Tuesday, October 6, 2009
Importance of Busting Through Plateaus
You can't progress without getting stronger, faster, leaner, more muscular... essentially, you don't make any gains if you don't get better. A lot of people have been coming up to me and sending me emails about how to break through their plateaus that they have ran into. This is a physical and mental roadblock on some exercises for a lot of people.
I have even seen people build up to their plateau weight several times in a semester and instead of brainstorming ways to blow past it, they let that muscle group drop off of their workout for a little while out of frustration in what they think is a concrete ceiling... "Man, I just can't push past 225 on bench"... Rob, my squat only gets up to 315 and then stalls"
calling them out... BS
If they want to continue in the cyclic pattern of adequacy, fine by me. If you don’t mind staying at the same level or you aren’t consistent in any of your workout -- i.e. one workout a month this month and then three weeks straight at 4 times a week and repeat—try crossfit, I hear it’s great. But if they want help pushing through it so they can actually push toward a new goal, a new challenge, more weight on the bar, they need to bust out a notepad and listen.
The property of overload states that you need to do more weight, reps, sets, and/or volume to put additional strain on your body to cause it (or force it, if you like that better) to adapt and GROW. In order to have progression in your workouts you must always be trying to overload your neuromuscular system.

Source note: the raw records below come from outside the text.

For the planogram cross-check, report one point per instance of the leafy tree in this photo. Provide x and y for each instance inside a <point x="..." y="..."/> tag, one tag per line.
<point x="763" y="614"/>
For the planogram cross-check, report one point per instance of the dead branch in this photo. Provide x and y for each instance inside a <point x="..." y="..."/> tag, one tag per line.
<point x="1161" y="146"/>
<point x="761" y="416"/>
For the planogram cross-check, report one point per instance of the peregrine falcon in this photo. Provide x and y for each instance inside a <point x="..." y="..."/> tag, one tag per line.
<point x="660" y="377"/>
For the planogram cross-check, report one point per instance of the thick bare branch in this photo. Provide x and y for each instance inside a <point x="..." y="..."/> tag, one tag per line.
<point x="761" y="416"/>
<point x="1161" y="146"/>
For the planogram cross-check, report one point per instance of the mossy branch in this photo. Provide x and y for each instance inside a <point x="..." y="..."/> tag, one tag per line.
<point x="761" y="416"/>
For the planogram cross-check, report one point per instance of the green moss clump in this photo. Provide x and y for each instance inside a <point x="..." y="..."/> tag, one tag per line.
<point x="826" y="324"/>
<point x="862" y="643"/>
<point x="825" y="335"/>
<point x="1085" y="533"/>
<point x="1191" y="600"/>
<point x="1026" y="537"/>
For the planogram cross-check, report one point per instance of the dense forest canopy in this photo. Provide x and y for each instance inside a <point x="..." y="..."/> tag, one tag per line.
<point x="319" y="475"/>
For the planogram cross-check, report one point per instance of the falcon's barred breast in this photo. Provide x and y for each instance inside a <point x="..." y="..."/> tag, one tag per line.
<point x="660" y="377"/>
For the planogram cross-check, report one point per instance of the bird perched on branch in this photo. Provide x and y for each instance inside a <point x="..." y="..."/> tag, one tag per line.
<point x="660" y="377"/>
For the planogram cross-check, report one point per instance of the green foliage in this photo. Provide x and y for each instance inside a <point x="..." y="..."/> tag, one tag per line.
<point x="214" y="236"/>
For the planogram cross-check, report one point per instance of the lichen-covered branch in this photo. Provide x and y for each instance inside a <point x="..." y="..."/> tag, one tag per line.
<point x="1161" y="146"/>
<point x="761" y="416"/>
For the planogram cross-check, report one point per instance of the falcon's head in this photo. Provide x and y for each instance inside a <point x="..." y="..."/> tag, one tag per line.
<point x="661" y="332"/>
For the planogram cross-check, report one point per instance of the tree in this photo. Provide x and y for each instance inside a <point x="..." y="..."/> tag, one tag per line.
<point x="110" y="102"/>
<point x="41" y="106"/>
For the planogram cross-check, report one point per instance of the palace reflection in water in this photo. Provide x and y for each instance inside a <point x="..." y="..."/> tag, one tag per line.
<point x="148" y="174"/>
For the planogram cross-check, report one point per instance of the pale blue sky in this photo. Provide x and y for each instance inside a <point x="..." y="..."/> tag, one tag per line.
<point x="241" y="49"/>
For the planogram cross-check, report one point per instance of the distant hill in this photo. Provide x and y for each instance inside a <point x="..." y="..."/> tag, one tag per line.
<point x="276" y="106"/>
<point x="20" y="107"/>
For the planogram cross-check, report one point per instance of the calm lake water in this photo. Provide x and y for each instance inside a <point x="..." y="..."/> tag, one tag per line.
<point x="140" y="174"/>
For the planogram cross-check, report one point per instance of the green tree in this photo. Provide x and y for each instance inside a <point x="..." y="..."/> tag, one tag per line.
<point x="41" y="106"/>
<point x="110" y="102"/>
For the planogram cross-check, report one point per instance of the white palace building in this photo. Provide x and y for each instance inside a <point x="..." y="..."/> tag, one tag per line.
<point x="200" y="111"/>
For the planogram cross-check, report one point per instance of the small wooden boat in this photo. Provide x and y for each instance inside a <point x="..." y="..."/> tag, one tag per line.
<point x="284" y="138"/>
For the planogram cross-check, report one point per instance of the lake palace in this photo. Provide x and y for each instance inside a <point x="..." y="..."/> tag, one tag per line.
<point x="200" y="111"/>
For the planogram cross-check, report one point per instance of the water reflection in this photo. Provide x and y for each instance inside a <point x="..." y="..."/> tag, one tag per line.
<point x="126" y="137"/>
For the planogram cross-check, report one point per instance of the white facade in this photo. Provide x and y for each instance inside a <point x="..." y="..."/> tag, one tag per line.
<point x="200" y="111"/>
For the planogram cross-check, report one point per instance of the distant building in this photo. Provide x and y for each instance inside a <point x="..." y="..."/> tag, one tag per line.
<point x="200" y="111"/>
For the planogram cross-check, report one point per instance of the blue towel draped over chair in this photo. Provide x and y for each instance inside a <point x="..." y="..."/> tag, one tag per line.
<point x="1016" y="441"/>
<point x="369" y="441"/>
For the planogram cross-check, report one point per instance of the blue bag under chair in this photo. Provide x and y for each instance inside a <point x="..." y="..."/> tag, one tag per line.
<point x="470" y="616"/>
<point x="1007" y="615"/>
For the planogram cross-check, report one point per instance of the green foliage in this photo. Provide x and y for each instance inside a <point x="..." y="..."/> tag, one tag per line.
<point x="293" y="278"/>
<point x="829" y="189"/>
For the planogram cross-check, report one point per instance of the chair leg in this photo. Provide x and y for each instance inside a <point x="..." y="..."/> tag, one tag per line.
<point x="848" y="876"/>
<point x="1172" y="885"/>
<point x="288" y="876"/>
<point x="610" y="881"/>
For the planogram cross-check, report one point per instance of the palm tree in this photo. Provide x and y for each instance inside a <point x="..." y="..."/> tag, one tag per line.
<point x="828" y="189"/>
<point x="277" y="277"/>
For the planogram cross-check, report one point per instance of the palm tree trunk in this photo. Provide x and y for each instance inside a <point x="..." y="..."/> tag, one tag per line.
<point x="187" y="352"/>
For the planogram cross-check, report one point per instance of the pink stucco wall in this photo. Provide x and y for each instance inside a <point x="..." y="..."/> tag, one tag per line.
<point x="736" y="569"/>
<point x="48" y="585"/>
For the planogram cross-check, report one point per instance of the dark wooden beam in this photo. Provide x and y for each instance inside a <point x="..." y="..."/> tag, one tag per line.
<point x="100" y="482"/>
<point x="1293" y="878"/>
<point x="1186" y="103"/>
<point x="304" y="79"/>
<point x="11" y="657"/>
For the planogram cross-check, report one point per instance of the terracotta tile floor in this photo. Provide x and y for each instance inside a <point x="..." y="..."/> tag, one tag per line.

I blogged briefly on breaking plateaus before here, but now I'll give you some new ideas.
Drop Sets
You can try drop sets. On your last set you are going to hit it for as many reps as you can and then drop it to a lower weight and repeat. Before starting tell your lifting partner what weight to drop to after your set is over to minimize time between sets. So if you were doing 225, you should put a 45, 25, and two tens on each side so you could hit 225 and then drop to 185… dropping from 225 to 135 would be too much of a drop to make because you would easily get 10-15 reps at 135 if you were shooting for 225 for 6 or less.
Rest-Pause
You can also try the Rest–Pause technique. This training technique allows you to get more reps with a higher weight than you would usually be able to get. No magic supplement, no gear, no extra lifting equipment is needed… just you, your balls, and a stop watch or clock. You pick a weight that you have been stuck doing 6 reps for (insert time period here). You complete just three reps and rack it. Start your stop watch and wait 20 seconds. Repeat three reps. Wait 20 seconds. Try to get another three reps.
I did this a couple of weeks ago on deadlift and ended up getting 9 reps on a weight that in a normal set I would have only been able to get to around six reps. I also felt like I was going to puke after it. IF you are doing deadlift and have straps on, don’t unwrap bc that will add time between sets which isn’t the point. You want 15-20 seconds between sets, but not one minute... one minute would be almost before another set. You are playing to the advantage of your ATP-CP system. This system is responsible for producing explosive power and energy from your muscles for activity lasting less than thirty seconds... ATP (adenosine triphosphate) is also replenished very quickly so you are allowing your muscles to partially replenish their ATP supply to get another three reps... or one or two reps.
Go out and bust through a plateau…. Or stay the same. You really just have those two options.